Thread: pg_stat_archiver issue with aborted archiver

pg_stat_archiver issue with aborted archiver

From
Julien Rouhaud
Date:
Hello,

I just noticed that if the archiver aborts (for instance if the
archive_command exited with a return code > 127), pg_stat_archiver won't
report those failed attempts. This happens with both 9.4 and 9.5 branches.

Please find attached a patch that fix this issue, based on current head.

Regards.
--
Julien Rouhaud
http://dalibo.com - http://dalibo.org


Attachment

Re: pg_stat_archiver issue with aborted archiver

From
Michael Paquier
Date:
On Sun, Jun 7, 2015 at 1:11 AM, Julien Rouhaud
<julien.rouhaud@dalibo.com> wrote:
> I just noticed that if the archiver aborts (for instance if the
> archive_command exited with a return code > 127), pg_stat_archiver won't
> report those failed attempts. This happens with both 9.4 and 9.5 branches.
>
> Please find attached a patch that fix this issue, based on current head.

The current code seems right to me. When the archive command dies
because of a signal (exit code > 128), the server should fail
immediately with FATAL and should not do any extra processing. It will
also try to archive again the same segment file after restart. When
trying again, if this time the failure is not caused by a signal but
still fails it will be reported to pg_stat_archiver.
-- 
Michael



Re: pg_stat_archiver issue with aborted archiver

From
Julien Rouhaud
Date:
Le 08/06/2015 05:56, Michael Paquier a écrit :
> On Sun, Jun 7, 2015 at 1:11 AM, Julien Rouhaud 
> <julien.rouhaud@dalibo.com> wrote:
>> I just noticed that if the archiver aborts (for instance if the 
>> archive_command exited with a return code > 127),
>> pg_stat_archiver won't report those failed attempts.
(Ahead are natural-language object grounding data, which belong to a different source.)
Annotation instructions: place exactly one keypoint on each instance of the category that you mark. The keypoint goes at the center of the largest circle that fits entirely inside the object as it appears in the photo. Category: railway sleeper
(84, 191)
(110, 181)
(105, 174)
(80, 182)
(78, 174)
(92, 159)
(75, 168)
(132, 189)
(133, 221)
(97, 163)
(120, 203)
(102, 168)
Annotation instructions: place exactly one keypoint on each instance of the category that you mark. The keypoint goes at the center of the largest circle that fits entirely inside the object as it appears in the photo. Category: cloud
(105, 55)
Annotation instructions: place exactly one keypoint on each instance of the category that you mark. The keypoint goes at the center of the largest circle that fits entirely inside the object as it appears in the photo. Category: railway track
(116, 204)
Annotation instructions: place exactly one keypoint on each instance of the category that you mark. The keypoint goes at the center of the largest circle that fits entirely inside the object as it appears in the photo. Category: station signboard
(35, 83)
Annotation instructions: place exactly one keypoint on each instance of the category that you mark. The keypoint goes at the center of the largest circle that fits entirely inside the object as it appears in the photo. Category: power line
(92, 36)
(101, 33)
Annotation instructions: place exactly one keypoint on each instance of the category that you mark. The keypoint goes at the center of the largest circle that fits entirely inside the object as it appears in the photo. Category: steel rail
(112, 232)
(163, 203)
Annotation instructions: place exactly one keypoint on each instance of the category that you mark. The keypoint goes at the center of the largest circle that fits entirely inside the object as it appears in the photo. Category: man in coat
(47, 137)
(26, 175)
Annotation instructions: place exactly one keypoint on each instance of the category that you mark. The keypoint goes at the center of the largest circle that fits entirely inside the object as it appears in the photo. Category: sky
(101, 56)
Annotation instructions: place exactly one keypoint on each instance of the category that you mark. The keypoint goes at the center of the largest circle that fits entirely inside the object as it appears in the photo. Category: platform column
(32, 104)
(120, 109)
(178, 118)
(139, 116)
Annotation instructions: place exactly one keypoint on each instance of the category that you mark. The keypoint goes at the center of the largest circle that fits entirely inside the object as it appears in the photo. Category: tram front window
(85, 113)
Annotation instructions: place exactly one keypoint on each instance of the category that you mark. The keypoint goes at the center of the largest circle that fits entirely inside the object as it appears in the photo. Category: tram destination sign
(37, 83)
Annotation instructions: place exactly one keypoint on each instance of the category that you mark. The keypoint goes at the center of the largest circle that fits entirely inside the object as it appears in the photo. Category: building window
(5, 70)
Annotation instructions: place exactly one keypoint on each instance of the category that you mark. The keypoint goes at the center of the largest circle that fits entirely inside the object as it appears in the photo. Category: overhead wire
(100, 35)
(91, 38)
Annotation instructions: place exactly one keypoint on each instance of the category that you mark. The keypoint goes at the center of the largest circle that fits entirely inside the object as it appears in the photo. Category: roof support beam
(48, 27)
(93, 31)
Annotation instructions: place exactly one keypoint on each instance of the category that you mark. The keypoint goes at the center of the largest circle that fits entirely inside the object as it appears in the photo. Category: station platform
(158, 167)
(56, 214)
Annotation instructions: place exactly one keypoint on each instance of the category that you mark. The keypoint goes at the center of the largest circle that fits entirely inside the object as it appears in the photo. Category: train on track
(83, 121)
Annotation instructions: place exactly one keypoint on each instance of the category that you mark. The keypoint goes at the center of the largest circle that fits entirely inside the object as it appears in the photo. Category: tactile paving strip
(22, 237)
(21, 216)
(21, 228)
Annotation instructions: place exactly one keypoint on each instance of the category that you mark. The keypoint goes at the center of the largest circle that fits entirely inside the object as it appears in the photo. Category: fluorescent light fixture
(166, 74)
This happens
>> with both 9.4 and 9.5 branches.
>> 
>> Please find attached a patch that fix this issue, based on
>> current head.
> 
> The current code seems right to me. When the archive command dies 
> because of a signal (exit code > 128), the server should fail 
> immediately with FATAL and should not do any extra processing.
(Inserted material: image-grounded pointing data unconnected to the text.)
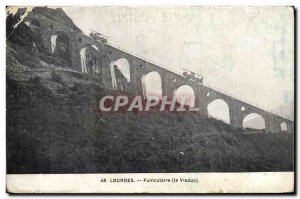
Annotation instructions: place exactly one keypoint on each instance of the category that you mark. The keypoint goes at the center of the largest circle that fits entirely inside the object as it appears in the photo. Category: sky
(247, 52)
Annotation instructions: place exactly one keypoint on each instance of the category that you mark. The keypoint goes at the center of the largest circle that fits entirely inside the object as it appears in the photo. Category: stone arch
(254, 121)
(61, 46)
(283, 126)
(89, 60)
(219, 109)
(187, 92)
(150, 88)
(120, 73)
(33, 23)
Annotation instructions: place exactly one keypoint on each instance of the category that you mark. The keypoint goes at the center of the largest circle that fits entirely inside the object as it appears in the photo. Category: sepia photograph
(150, 99)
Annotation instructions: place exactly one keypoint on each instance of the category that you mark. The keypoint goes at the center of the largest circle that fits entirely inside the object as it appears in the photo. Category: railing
(172, 70)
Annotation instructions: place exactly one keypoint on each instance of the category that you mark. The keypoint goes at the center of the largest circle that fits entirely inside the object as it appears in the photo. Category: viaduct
(83, 50)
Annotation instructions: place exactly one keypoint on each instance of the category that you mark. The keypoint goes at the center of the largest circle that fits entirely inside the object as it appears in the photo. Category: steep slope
(54, 126)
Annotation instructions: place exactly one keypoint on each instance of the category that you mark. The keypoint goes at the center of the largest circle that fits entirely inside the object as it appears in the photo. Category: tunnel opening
(60, 46)
(254, 121)
(89, 60)
(283, 126)
(150, 88)
(185, 95)
(219, 110)
(120, 73)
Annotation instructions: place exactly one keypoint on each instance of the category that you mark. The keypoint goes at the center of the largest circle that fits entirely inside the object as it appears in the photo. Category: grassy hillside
(53, 126)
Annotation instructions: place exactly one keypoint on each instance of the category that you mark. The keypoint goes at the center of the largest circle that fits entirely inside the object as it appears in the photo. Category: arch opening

Ok. It may be worth to document it though.

> It will also try to archive again the same segment file after
> restart. When trying again, if this time the failure is not caused
> by a signal but still fails it will be reported to
> pg_stat_archiver.
> 

Yes, my comment was only about the failure not reported in some
special cases.

Thank for your response.
-- 
Julien Rouhaud
http://dalibo.com - http://dalibo.org



Re: pg_stat_archiver issue with aborted archiver

From
Fujii Masao
Date:
On Mon, Jun 8, 2015 at 5:17 PM, Julien Rouhaud
<julien.rouhaud@dalibo.com> wrote:
> Le 08/06/2015 05:56, Michael Paquier a écrit :
>> On Sun, Jun 7, 2015 at 1:11 AM, Julien Rouhaud
>> <julien.rouhaud@dalibo.com> wrote:
>>> I just noticed that if the archiver aborts (for instance if the
>>> archive_command exited with a return code > 127),
>>> pg_stat_archiver won't report those failed attempts. This happens
>>> with both 9.4 and 9.5 branches.
>>>
>>> Please find attached a patch that fix this issue, based on
>>> current head.
>>
>> The current code seems right to me. When the archive command dies
>> because of a signal (exit code > 128), the server should fail
>> immediately with FATAL and should not do any extra processing.
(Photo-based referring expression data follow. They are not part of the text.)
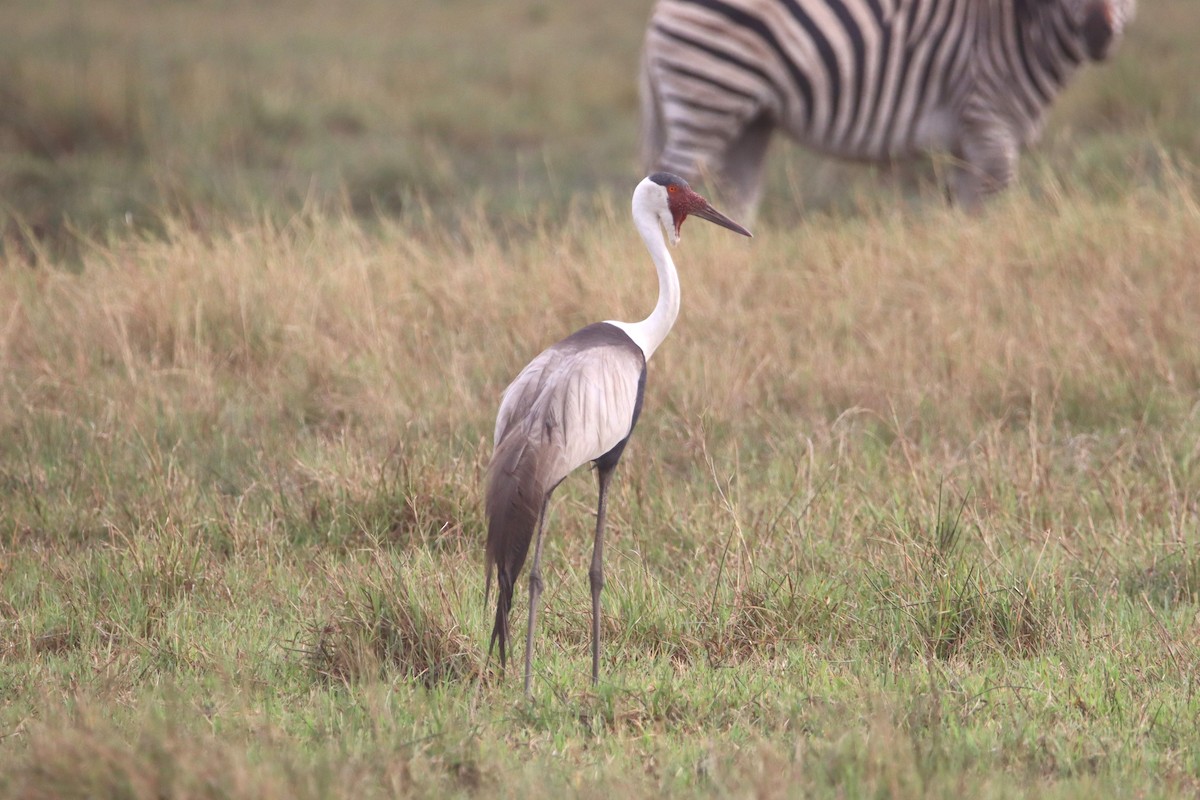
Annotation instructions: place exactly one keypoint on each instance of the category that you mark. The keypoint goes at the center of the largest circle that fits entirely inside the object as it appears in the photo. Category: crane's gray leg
(595, 575)
(535, 587)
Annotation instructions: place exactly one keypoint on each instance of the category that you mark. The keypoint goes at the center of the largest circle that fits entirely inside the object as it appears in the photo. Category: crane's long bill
(711, 214)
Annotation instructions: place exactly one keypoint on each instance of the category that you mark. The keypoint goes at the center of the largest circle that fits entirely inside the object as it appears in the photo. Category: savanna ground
(912, 510)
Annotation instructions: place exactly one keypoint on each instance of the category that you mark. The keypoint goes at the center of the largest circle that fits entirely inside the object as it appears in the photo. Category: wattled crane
(579, 402)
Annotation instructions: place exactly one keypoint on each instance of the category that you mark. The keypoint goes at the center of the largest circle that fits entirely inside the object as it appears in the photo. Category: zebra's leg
(653, 137)
(741, 179)
(985, 163)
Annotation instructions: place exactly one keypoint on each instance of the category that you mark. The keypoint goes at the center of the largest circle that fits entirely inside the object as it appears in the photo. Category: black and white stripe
(870, 79)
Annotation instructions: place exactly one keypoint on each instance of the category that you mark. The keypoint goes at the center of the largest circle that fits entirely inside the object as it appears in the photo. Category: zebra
(861, 79)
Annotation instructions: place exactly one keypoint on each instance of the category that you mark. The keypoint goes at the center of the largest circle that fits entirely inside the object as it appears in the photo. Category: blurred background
(115, 114)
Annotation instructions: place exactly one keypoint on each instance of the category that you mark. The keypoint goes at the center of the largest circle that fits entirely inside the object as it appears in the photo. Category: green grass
(911, 511)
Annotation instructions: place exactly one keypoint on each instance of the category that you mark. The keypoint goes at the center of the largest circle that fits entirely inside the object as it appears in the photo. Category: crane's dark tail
(516, 494)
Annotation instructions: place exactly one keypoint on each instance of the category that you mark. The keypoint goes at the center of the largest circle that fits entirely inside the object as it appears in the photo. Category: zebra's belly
(936, 130)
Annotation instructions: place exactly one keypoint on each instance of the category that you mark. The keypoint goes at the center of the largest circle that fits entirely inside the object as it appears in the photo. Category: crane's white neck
(653, 220)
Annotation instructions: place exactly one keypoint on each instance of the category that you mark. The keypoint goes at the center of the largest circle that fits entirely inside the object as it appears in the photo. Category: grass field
(912, 510)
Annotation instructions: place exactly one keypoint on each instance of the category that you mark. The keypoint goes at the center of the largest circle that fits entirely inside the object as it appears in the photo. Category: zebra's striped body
(869, 79)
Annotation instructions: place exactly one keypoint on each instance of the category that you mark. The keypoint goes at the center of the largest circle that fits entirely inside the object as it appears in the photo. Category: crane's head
(671, 200)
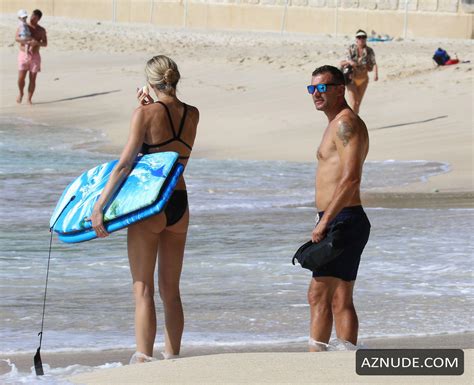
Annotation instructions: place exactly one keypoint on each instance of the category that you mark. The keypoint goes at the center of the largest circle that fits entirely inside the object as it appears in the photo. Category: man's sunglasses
(321, 87)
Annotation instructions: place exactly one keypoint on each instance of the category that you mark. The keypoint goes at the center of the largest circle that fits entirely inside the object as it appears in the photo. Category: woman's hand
(143, 96)
(97, 219)
(319, 232)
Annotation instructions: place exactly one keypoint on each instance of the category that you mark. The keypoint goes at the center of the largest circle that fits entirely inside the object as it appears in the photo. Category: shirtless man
(341, 155)
(30, 62)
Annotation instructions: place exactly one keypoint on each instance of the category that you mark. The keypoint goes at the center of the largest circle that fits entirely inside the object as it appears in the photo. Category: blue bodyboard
(144, 193)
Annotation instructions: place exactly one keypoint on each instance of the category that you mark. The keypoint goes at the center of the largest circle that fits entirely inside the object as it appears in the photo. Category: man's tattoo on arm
(345, 132)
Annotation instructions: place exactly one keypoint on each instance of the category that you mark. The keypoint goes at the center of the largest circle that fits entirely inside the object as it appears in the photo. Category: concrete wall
(424, 18)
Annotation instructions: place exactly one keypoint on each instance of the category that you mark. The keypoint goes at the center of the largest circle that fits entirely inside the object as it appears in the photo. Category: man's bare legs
(21, 85)
(330, 297)
(31, 86)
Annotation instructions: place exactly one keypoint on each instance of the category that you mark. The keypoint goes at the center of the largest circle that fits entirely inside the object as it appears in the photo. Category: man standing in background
(30, 61)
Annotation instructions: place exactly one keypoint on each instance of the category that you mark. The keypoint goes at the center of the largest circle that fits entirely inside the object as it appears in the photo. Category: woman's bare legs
(170, 263)
(142, 251)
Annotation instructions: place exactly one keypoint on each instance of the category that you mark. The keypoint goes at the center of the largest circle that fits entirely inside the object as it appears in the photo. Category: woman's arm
(120, 171)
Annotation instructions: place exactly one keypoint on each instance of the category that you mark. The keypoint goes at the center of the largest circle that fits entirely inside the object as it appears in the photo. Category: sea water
(238, 285)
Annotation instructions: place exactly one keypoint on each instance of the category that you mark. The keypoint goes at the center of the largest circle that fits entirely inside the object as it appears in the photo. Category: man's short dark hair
(337, 75)
(38, 13)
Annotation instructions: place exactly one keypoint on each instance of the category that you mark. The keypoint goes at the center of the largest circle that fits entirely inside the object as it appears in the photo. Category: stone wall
(404, 18)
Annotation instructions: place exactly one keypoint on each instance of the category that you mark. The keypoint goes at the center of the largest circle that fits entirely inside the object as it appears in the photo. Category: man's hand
(319, 232)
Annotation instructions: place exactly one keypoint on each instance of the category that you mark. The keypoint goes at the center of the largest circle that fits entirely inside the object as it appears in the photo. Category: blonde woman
(165, 125)
(362, 60)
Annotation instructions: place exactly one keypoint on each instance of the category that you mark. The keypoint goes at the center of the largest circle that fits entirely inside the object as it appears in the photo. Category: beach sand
(250, 89)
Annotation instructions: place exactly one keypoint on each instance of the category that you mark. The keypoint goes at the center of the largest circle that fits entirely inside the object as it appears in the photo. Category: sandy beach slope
(250, 88)
(261, 368)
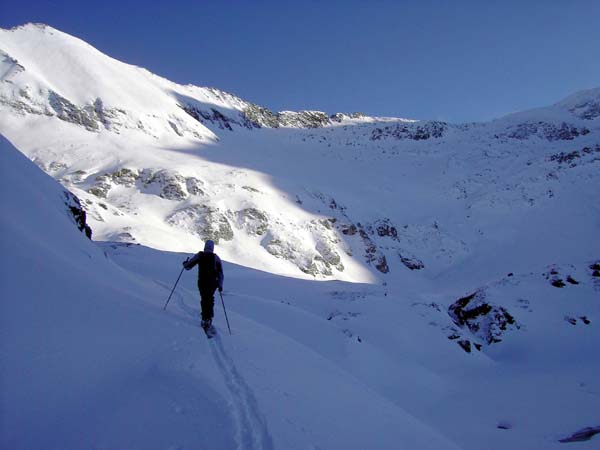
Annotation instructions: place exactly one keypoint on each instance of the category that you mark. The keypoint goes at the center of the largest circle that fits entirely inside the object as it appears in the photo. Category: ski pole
(173, 290)
(225, 311)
In that case, ISTM that the archiver process dies with FATAL but
the server not. No? Then the archiver is restarted by postmaster.
If my understanding is right, it seems worth applying something like
Julien's patch.

Regards,

--
Fujii Masao



Re: pg_stat_archiver issue with aborted archiver

From
Michael Paquier
Date:
On Tue, Jun 9, 2015 at 4:23 AM, Fujii Masao <masao.fujii@gmail.com> wrote:
> On Mon, Jun 8, 2015 at 5:17 PM, Julien Rouhaud
> <julien.rouhaud@dalibo.com> wrote:
>> Le 08/06/2015 05:56, Michael Paquier a écrit :
>>> On Sun, Jun 7, 2015 at 1:11 AM, Julien Rouhaud
>>> <julien.rouhaud@dalibo.com> wrote:
>>>> I just noticed that if the archiver aborts (for instance if the
>>>> archive_command exited with a return code > 127),
>>>> pg_stat_archiver won't report those failed attempts. This happens
>>>> with both 9.4 and 9.5 branches.
>>>>
>>>> Please find attached a patch that fix this issue, based on
>>>> current head.
>>>
>>> The current code seems right to me. When the archive command dies
>>> because of a signal (exit code > 128), the server should fail
>>> immediately with FATAL and should not do any extra processing.
>
> In that case, ISTM that the archiver process dies with FATAL but
> the server not. No? Then the archiver is restarted by postmaster.
> If my understanding is right, it seems worth applying something like
> Julien's patch.

Er, sure. Please understand the archiver process... My point is that
3ad0728 introduced the behavior that we have now in pgarch.c, and that
we should immediately bail out from the archiver process without
interacting with pgstat, the archiver coming back to this file
archiving at restart, and only use pgstat_send_archiver when there is
a status from pgarch_archiveXlog().
--
Michael